Steve Carter

Personal information
- Full name: Stephen George Carter
- Date of birth: 13 April 1972 (age 54)
- Place of birth: Sunderland, England
- Height: 5 ft 8 in (1.73 m)
- Positions: Forward; winger;

Youth career
- 1987–1990: Manchester United

Senior career*
- Years: Team / Apps / (Gls)
- 1990–1992: Scarborough / 37 / (3)
- 1991: Runcorn / 1 / (0)
- 1992: Chester-le-Street Town
- 1992–199?: North Shields
- Northallerton Town
- Durham City
- Scarborough
- Durham City
- Bishop Auckland
- Jarrow Roofing
- Bishop Auckland
- 0000–2000: Chester-le-Street Town
- 2000–20??: Guisborough Town

= Steve Carter (footballer, born 1972) =

English footballer (born 1972)

Stephen George Carter (born 13 April 1972) is an English former footballer who played in the Football League as a winger for Scarborough. He began his career in Manchester United's youth system, and later played non-League football for numerous clubs in the north east of England.

==Career==
Carter was born in Sunderland in 1972. He played football for Manchester United's junior teams in the 1987–88 season, and signed a trainee contract with the club as a 16-year-old in July 1988. He continued playing as a forward for the juniors, scoring 14 goals from 31 appearances in 1988–89 as well as making a first appearance for United's reserves in the Central League: he started in the visit to Barnsley's reserves in May 1989, alongside team-mates including Mark Bosnich, Darren Ferguson and Shaun Goater. Carter was a member of the team that reached the semi-final of the 1989–90 FA Youth Cup, in which United lost to Tottenham Hotspur's youngsters over two legs.

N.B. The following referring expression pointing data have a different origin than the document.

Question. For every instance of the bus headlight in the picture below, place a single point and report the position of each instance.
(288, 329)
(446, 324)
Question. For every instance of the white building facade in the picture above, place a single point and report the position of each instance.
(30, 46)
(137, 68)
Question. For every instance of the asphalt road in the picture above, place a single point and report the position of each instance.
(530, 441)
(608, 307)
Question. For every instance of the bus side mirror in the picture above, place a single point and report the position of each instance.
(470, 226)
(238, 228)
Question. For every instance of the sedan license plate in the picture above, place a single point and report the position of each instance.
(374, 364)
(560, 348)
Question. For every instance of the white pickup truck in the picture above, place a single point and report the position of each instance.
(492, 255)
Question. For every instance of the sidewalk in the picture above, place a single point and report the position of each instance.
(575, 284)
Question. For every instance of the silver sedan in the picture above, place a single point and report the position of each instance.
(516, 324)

He was released at the end of the season and joined Football League Fourth Division club Scarborough. He made his Football League debut on 25 August 1990, the opening match of the season, as a substitute in a goalless draw away to Cardiff City, and made his first start a week later in a 1–0 win at home to Chesterfield. He kept his place until well into January 1991, usually as a starter on the wing, and scored three league goals. In November, he was reportedly being watched by Stan Cullis on behalf of the England under-21 team. Later in the season, he was used to fill in at a variety of positions rather than as a regular. Carter played little the following season. He joined Conference club Runcorn in November on loan, but made only one appearance before returning to the north east amid reports of a dispute with Scarborough. He was released in early January 1992, having scored four times from 44 appearances in all competitions.

Carter never returned to the Football League. He embarked on a tour of non-League football in the north east of England with clubs including Chester-le-Street Town, North Shields, Northallerton Town, Durham City, with whom he won the 1993–94 Northern League title, Bishop Auckland, Jarrow Roofing and Guisborough Town.